Снег сиял так ярко, что, глядя на него, хотелось спать, ветлы и яблони стояли по пояс в сугробах. Со двора потягивало сладким, пригорклым угарцем. «Пироги… — смекнул Мишаня, — и откуда этот чудачок средства берет? За две квартиры — с портного да с фельдшера по пятнадцати — тридцать, с меня за уроки пятнадцать — сорок пять. А пироги откудова? Эх, скушно!» Он пальнул по ветляным сучкам и промазал: воронье оголтело засодомилось. Но ветер, ветер дул такой сияющий, будто там, за плетнями, на каком-то земном краю, все окошки распахнулись настежь в свет!

Мишаня не вытерпел, бросил монтекристо, хватанул ладонью обледенелый вязовый сучок и подтянулся.

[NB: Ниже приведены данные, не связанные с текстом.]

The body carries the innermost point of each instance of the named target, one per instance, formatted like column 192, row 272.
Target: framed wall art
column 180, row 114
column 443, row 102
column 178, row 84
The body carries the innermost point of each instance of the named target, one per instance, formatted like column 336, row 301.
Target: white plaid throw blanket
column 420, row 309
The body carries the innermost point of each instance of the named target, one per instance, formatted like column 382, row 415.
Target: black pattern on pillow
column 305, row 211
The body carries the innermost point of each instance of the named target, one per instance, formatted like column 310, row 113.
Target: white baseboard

Ущемил обо что-то коленку, но все-таки ломил по дереву выше и выше. Воронье дымилось над головой. «Эх, комроты, — потихоньку упрекнул себя Мишаня, — что делаешь, совестно! — И тут же оправдался: — Тренировка, допустим — наблюдательный пункт…» Ему стало смешно над собой, над всеми этими хитростями, проделываемыми с утра, — ведь только он один, Мишаня, знал, в чем дело… А за сучьями, поверх плетней и старой закопченной баньки, за которой залегла сугробная ветлистая речонка, открылись по скатам белые пуза полей, белое обманное сияние по краям земли и черные, как травинки, столбушки проезжей дороги. Столбушки пропадали за этим сиянием навек…

Мишаня сел на сучке, лицом к дороге; из ладони, раненной сучком, текла кровь. Мишаня обсасывал ее и все смотрел…

Потом оглянулся назад. Во дворе чудачок Иван Алексеич, в заячьем малахае и шубе, орудовал лопатой, орудовал весело, вроде с пляской. Мишаня расхохотался на чудачка и, сложив ладони трубкой, закричал:

— Ого-о-о!.. Иван Лексеи-ич! Заниматься можно?

Иван Алексеич насилу нашел его глазами, подивился и с азартом вонзил лопату в сугроб.

— Вали!

Занимались, по обыкновению, в зальце, по стенам которой аккуратненько, бочком к бочку, выстроилось до двух дюжин стульев и стояло несколько фикусов, слишком возросших в высоту и пытавшихся пролобзать насквозь угарные, посмуглевшие, от мух и копоти потолки. А Иван Алексеич любил небогатые эти, обжитые за сорок лет, стены; дом был ему ровесник; не захотел Иван Алексеич изменить ему, когда предложили даже какое-то место в уезде, вроде заведующего приютом соцстраха. Почему-то надеялся, что вдруг засветят иные времена: вдруг, например, вместо Малоставского завода проведут ветку на Иван Алексеичев городок; вокзал построят где-либо неподалеку, тогда обоих квартирантов, портного и фельдшера, можно выселить к шаху-монаху, дом наверху разгородить на номера, пуская каждый по трешнице в сутки, а низ сдать под трактир…

— Решите-ка между прочим, молодой человек, вот такую задачку…

А у самого сердце вскачь: какая тут, к шутам, задачка, когда человек едва терпит, хочет в барабаны бить!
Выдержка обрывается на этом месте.